Imperative and Functional Insertion Sort in OCaml

I wrote the insertion algorithm in both imperative and functional styles in OCaml!  I talk about the fun and challenges of each style below:

Imperative Insertion Sort

I strictly follow the pseudocode on p.18 of the book Introduction to Algorithms.  The pseudocode is in imperative style so all I need to do is to translate the code into suitable OCaml syntax.  A few things to note:

  • Capital letters are reserved for module names.  I cannot use a capital letter for the array argument like in the code. (I mentioned it here but now I really know!)
  • In OCaml, array indexes starts from 0, which is different from the book which starts from 1.
  • From the OCaml manual, I learn that to call the length of an array, the syntax is
    Array.length arrayName
  • I translate the counter i in the pseudocode to a ref in OCaml, which can be easily called and update.

And that’s it!  Pretty simple!  Thanks to OCaml’s imperative features.  Writing it in functional style is a bit more challenging.

Functional Style Insertion Sort

Because the pseudocode is in imperative style, translating it to functional OCaml takes more thoughts.  Instead of an array, the list of numbers (or chars or strings or bool) to be sorted is of type ‘a list.  And I run the algorithm using list operators.

I start with the inner recursive function insert, which corresponds to the while loop of the pseudocode.

let rec insert s h =
  match s with
    shd :: stl -> 
      if shd > h then
        h :: shd :: stl
        shd :: insert stl h
    |_ -> [h]

Instead of calling each element by position like the while loop, insert is a function that takes two arguments, a sorted list, s and an element that is to be inserted in the right position, h.  The function recursively compares the element with the (partial) sorted list head, shd, and the rest of the sorted list, stl, is recursed to the next comparison. The recursion terminates when either

  • h is smaller than an element of the sorted list and is inserted in front of an element of the sorted list.  Or
  • h is compared to the last element of the sorted list and is bigger than that element.  The second match case.  The last element of the sorted list is cons to the list that contains the single element h.

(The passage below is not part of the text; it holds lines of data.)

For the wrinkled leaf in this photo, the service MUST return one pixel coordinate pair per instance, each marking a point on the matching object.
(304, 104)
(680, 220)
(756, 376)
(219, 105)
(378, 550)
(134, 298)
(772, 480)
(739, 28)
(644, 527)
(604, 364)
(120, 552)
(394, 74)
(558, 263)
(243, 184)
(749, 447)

Originally I also included the match case of s having only one element, and OCaml nicely warned me that that match case was never used because it can still match the first case even when stl is an empty list.

Once I verify that insert works, I move on to the recursive function sort, which takes a list, l (which is to be sorted) as an argument.  sort takes out an element of the given list, hd to be compared in insert.  Similar to the for loop in the pseudocode.

match l with 
  [] -> []
  | hd :: tl -> insert (sort tl ) hd

I knew the result of sort has to be the result of insert, comparing with the hd of the given list each time.  But at first I wasn’t sure how to give insert a sorted list recursively.  I thought it has to be something like insert (insert something something) hd.  But then I realized that’s what sort is for!  It recurses insert!

Of course, I include the termination for this recursive function (the first match case), which also catches the boundary case of when the given list is empty.

Woohoo!  It’s so exciting every time I see a program that I wrote works!